Publications and Talks

I’ve had the chance to deliver a few talks on my ML experiences.

Speaking at Spark Summit 2018
Giving at talk at Spark Summit 2018.

Spark Summit 2020: Productionizing Deep Reinforcement Learning with Spark and MLflow


Deep Reinforcement Learning has driven exciting AI breakthroughs like self-driving cars, beating the best Go players in the world and even winning at StarCraft. How can businesses harness this power for real world applications? Zynga has over 70 million monthly active users for our mobile games. We successfully use RL to personalize our games and increase engagement. This talks about the lessons we’ve learned productionizing Deep RL applications for millions of players per day using tools like Spark, MLflow and TensorFlow. Hear about what works and what doesn’t work when applying cutting edge AI techniques to real world users.
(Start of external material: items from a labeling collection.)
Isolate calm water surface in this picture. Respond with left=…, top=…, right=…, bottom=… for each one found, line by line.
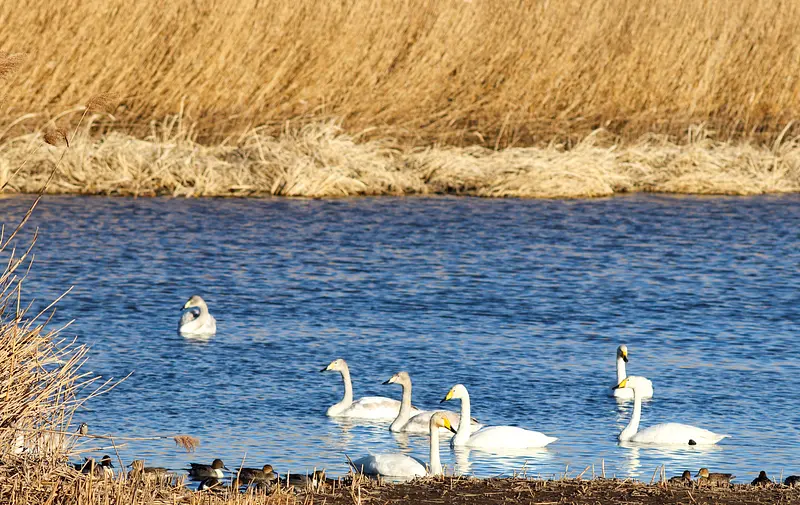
left=0, top=196, right=800, bottom=482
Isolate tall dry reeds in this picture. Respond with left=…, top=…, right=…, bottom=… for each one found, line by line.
left=0, top=0, right=800, bottom=147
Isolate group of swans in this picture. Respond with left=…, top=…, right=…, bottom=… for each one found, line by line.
left=321, top=359, right=557, bottom=477
left=322, top=345, right=729, bottom=477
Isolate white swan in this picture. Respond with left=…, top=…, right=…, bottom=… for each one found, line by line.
left=178, top=295, right=217, bottom=337
left=384, top=372, right=481, bottom=437
left=352, top=412, right=453, bottom=477
left=609, top=344, right=653, bottom=400
left=320, top=359, right=410, bottom=421
left=614, top=375, right=730, bottom=445
left=442, top=384, right=558, bottom=451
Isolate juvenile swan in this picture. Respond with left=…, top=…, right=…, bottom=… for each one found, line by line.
left=614, top=375, right=730, bottom=445
left=353, top=412, right=453, bottom=477
left=320, top=359, right=412, bottom=420
left=609, top=344, right=653, bottom=400
left=178, top=295, right=217, bottom=337
left=384, top=372, right=481, bottom=437
left=442, top=384, right=558, bottom=451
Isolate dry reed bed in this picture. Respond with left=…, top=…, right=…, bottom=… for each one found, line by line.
left=0, top=122, right=800, bottom=198
left=0, top=0, right=800, bottom=144
left=0, top=467, right=800, bottom=505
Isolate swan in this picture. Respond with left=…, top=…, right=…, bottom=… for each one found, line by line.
left=320, top=359, right=412, bottom=420
left=609, top=344, right=653, bottom=400
left=178, top=295, right=217, bottom=337
left=614, top=375, right=730, bottom=445
left=442, top=384, right=558, bottom=452
left=384, top=372, right=481, bottom=437
left=351, top=412, right=454, bottom=477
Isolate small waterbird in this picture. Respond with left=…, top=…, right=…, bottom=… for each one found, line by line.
left=669, top=470, right=692, bottom=486
left=189, top=459, right=230, bottom=480
left=695, top=467, right=736, bottom=486
left=750, top=470, right=774, bottom=487
left=239, top=465, right=278, bottom=484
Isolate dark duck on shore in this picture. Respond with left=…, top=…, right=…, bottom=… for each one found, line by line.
left=750, top=470, right=773, bottom=487
left=189, top=459, right=230, bottom=480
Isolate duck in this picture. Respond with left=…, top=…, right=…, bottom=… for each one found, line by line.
left=669, top=470, right=692, bottom=486
left=128, top=459, right=169, bottom=477
left=178, top=295, right=217, bottom=338
left=750, top=470, right=774, bottom=487
left=614, top=375, right=730, bottom=445
left=239, top=465, right=278, bottom=484
left=320, top=358, right=410, bottom=421
left=609, top=344, right=653, bottom=400
left=695, top=467, right=736, bottom=486
left=440, top=384, right=558, bottom=452
left=189, top=458, right=230, bottom=480
left=384, top=372, right=482, bottom=437
left=350, top=412, right=456, bottom=478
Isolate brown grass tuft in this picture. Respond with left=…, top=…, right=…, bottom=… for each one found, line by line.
left=44, top=128, right=69, bottom=147
left=173, top=435, right=200, bottom=452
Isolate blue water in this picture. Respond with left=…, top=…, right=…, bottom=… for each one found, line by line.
left=0, top=195, right=800, bottom=482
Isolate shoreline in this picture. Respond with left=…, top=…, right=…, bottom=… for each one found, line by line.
left=0, top=123, right=800, bottom=199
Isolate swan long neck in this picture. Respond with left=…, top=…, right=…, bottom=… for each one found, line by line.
left=339, top=365, right=353, bottom=407
left=617, top=356, right=628, bottom=384
left=389, top=380, right=412, bottom=433
left=619, top=389, right=642, bottom=442
left=430, top=417, right=442, bottom=475
left=453, top=391, right=472, bottom=445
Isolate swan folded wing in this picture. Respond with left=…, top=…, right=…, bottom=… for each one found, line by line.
left=341, top=396, right=400, bottom=419
left=467, top=426, right=558, bottom=449
left=630, top=423, right=729, bottom=445
left=353, top=454, right=427, bottom=477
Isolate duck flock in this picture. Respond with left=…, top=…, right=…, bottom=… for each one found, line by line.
left=65, top=295, right=800, bottom=489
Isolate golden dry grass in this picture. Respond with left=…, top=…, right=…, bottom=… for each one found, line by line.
left=0, top=0, right=800, bottom=145
left=0, top=116, right=800, bottom=198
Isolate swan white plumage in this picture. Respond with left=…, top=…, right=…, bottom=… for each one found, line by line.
left=614, top=375, right=730, bottom=445
left=320, top=359, right=419, bottom=421
left=384, top=372, right=481, bottom=437
left=442, top=384, right=558, bottom=452
left=178, top=295, right=217, bottom=337
left=609, top=344, right=653, bottom=400
left=352, top=412, right=453, bottom=477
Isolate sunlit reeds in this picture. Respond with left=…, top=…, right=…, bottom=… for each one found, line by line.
left=0, top=0, right=800, bottom=147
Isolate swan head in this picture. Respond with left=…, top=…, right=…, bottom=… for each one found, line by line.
left=384, top=372, right=411, bottom=386
left=320, top=358, right=347, bottom=372
left=617, top=344, right=628, bottom=363
left=439, top=384, right=469, bottom=403
left=430, top=412, right=456, bottom=433
left=181, top=295, right=208, bottom=310
left=611, top=375, right=648, bottom=391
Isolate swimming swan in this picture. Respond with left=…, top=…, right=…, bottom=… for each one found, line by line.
left=178, top=295, right=217, bottom=337
left=384, top=372, right=481, bottom=437
left=352, top=412, right=453, bottom=477
left=442, top=384, right=558, bottom=451
left=609, top=344, right=653, bottom=400
left=320, top=359, right=412, bottom=420
left=614, top=375, right=730, bottom=445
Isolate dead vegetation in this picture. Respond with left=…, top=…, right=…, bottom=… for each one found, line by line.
left=0, top=0, right=800, bottom=148
left=0, top=116, right=800, bottom=198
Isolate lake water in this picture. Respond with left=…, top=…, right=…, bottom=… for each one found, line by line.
left=0, top=195, right=800, bottom=482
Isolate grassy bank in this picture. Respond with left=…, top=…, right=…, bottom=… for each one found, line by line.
left=0, top=0, right=800, bottom=148
left=0, top=119, right=800, bottom=198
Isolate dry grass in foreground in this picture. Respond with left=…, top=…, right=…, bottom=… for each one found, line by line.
left=0, top=467, right=800, bottom=505
left=0, top=0, right=800, bottom=147
left=0, top=121, right=800, bottom=198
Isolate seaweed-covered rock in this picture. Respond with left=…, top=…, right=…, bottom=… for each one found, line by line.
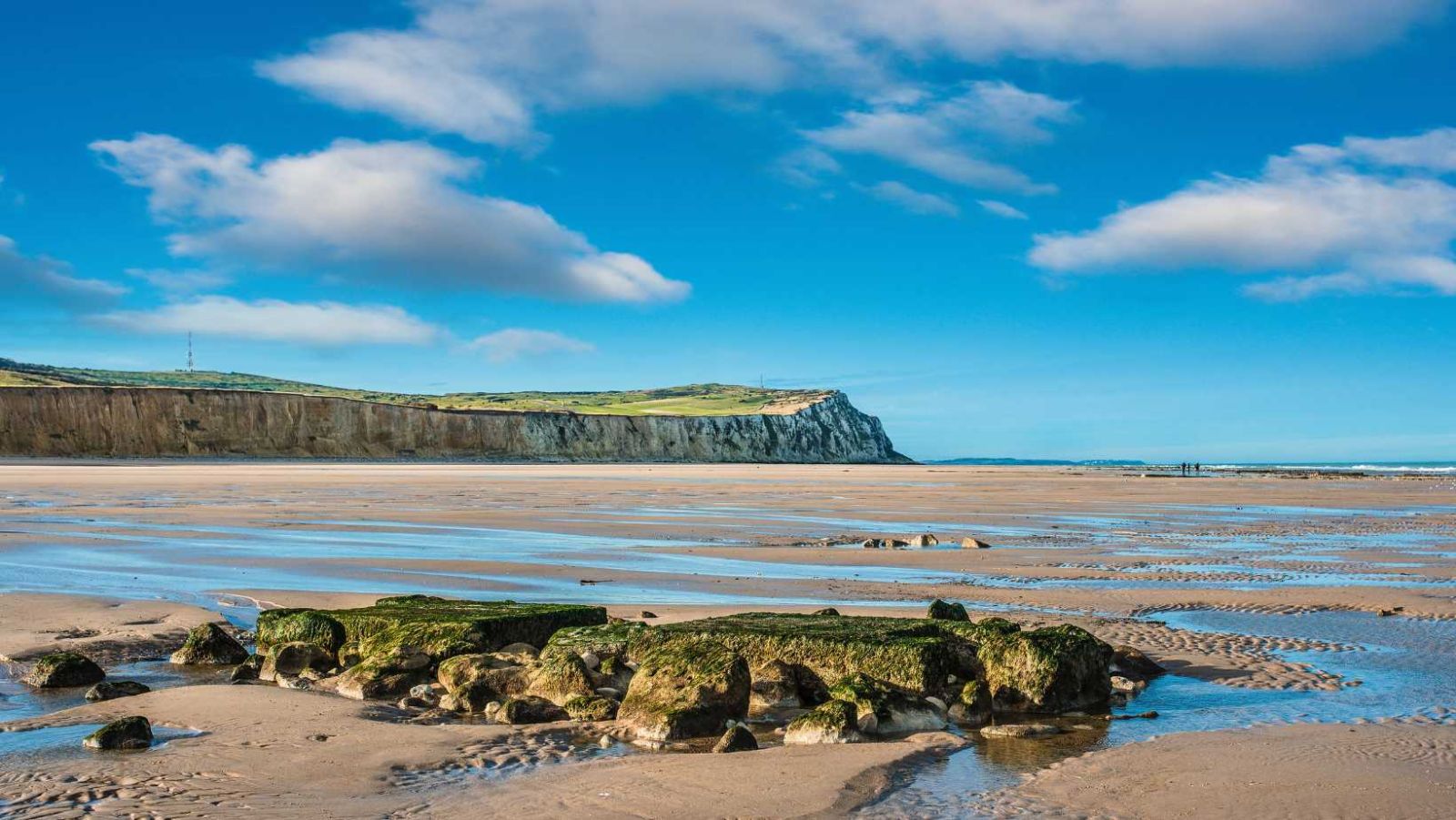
left=977, top=619, right=1112, bottom=713
left=925, top=599, right=971, bottom=621
left=258, top=641, right=335, bottom=680
left=526, top=654, right=597, bottom=706
left=713, top=724, right=759, bottom=754
left=258, top=596, right=607, bottom=672
left=82, top=715, right=151, bottom=750
left=172, top=623, right=248, bottom=665
left=617, top=641, right=750, bottom=742
left=495, top=694, right=568, bottom=725
left=948, top=680, right=992, bottom=725
left=828, top=673, right=945, bottom=734
left=1112, top=643, right=1168, bottom=680
left=562, top=694, right=621, bottom=721
left=86, top=680, right=151, bottom=701
left=258, top=609, right=348, bottom=654
left=784, top=701, right=864, bottom=745
left=748, top=662, right=801, bottom=709
left=22, top=651, right=106, bottom=689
ML Ops World 2020: Personalization with Deep Reinforcement Learning

(Talk wasn’t recorded)

Toronto Machine Learning Summit 2019: Deep Reinforcement Learning at Zynga: Overcoming the Challenges of Using RL in Production


Deep Reinforcement Learning has seen a lot of breakthroughs in the news, from game playing like Go, Atari and Dota to self-driving cars, but applying it to millions of people in production poses a lot of challenges. The promise of Reinforcement Learning is automated user experience optimization. As one of the world’s largest mobile video game companies, Zynga needs automation in order to personalize game experiences for our 70 million monthly active users. This talk discusses how RL can solve many business problems, the challenges of using RL in production and how Zynga’s ML Engineering team overcame those challenges with our Personalization Pipeline.

Spark Summit 2018: Using Apache Spark to Predict Installer Retention from Messy Clickstream Data


Clickstream data is messy. A single user session in a Zynga game can generate thousands of events, with each game, client version and OS having their own event schemas. Unfortunately, most ML models require their training data to be formatted as a uniform matrix, with each user having the exact same columns. It’s a time consuming challenge to develop feature sets that capture all the nuanced trends and interactions of event streams.

At Zynga we’ve developed a technique to represent user game actions with temporal heatmap feature sets. Utilizing the power of PySpark, our generic data pipeline can generate thousands of features without the need to manually interpret the events of each game. The graphical structure of the heatmaps allow us to take advantage of established image classification techniques to make personalized user level predictions. Within 30 minutes of installing our games, Zynga is able to make accurate predictions on whether a new installer will churn or become a payer.